Kansas hasn't elected a Democratic senator since 1932—and it won't this year, either. But a former Democrat running as an independent, wealthy business executive Greg Orman, has surged ahead of Roberts in some polls by blaming both parties for Washington gridlock.
The fact that the actual Democratic nominee abandoned the race to help the independent win shows that President Barack Obama's party believes Orman would act like a Democrat in the Capitol.
National Republican officials, faulting Roberts for running a lackluster campaign, recently sent new operatives to Kansas to provide a fresh infusion of energy. They hope Roberts won't become the 2014 version of Todd Akin—the Missouri Republican who squandered a promising Senate race two years ago with impolitic comments about rape.
"You can't predict a campaign," said Roberts, an ex-Marine who vowed to battle hard for his seat during the homestretch. "Fight's a good way to put it.
"Yeah, this is a close race, but I'm going to win," he said. "And I'm going to win it because people know that the road to a Republican majority runs right through Kansas. And a vote for me will be a vote for that Republican majority that will put the brakes on President Obama."
He ascribed Orman's success to far to millions of dollars of TV ads, aired before he started running his own. He also acknowledged that Orman has made widespread gains on unhappiness with both parties.
"I think that my opponent has tapped into what is very real public dissatisfaction with not getting things done in Washington," he said. "Everybody has some blame in that."
He didn't apologize for campaigning alongside Sen. Ted Cruz of Texas, a hero among conservative voters he needs but a symbol of partisan warfare after last fall's government shutdown.
"I don't think he promoted the government shutdown," Roberts insisted. "Everybody says that. That's not the case. What he did is, he took a whole filibuster and discussed every facet of Obamacare.
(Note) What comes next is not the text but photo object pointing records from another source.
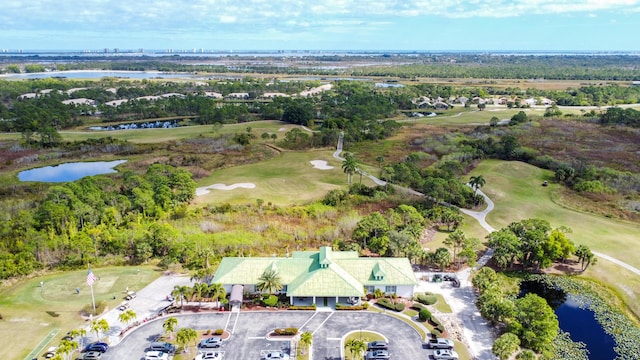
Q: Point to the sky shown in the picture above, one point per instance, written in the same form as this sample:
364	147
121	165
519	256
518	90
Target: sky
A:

He's the first one to really alert the American public, and for that matter senators, and said 'This is not going to work. This will be a disaster.' And he was right, and I credit him for that."
Because Kansas is such a conservative state—it has voted Republican for president in 10 straight elections—Roberts' principal message now is that Orman is hiding traditional Democratic beliefs behind the cloak of independence.
"Voters now in Kansas are finding out who he is," Roberts said, standing outside his campaign bus at the outset of a tour across the state. "He's a liberal Democrat. He ran against me in 2008, he donated all these dollars to Obama, to Hillary Clinton, to Harry Reid. By the stand he takes on the issues: Obamacare, he's for that. He's against the pipeline. First and Second amendments, there are changes he'd like to make. He is not an independent."
And the ex-Marine had a message for any Republican preparing to blame him for another GOP setback this fall: he'll overtake Orman by Nov. 4.
"I've always fought every day or I wouldn't ever enter any race," Roberts said emphatically. "Semper Fi —Marines take the hill."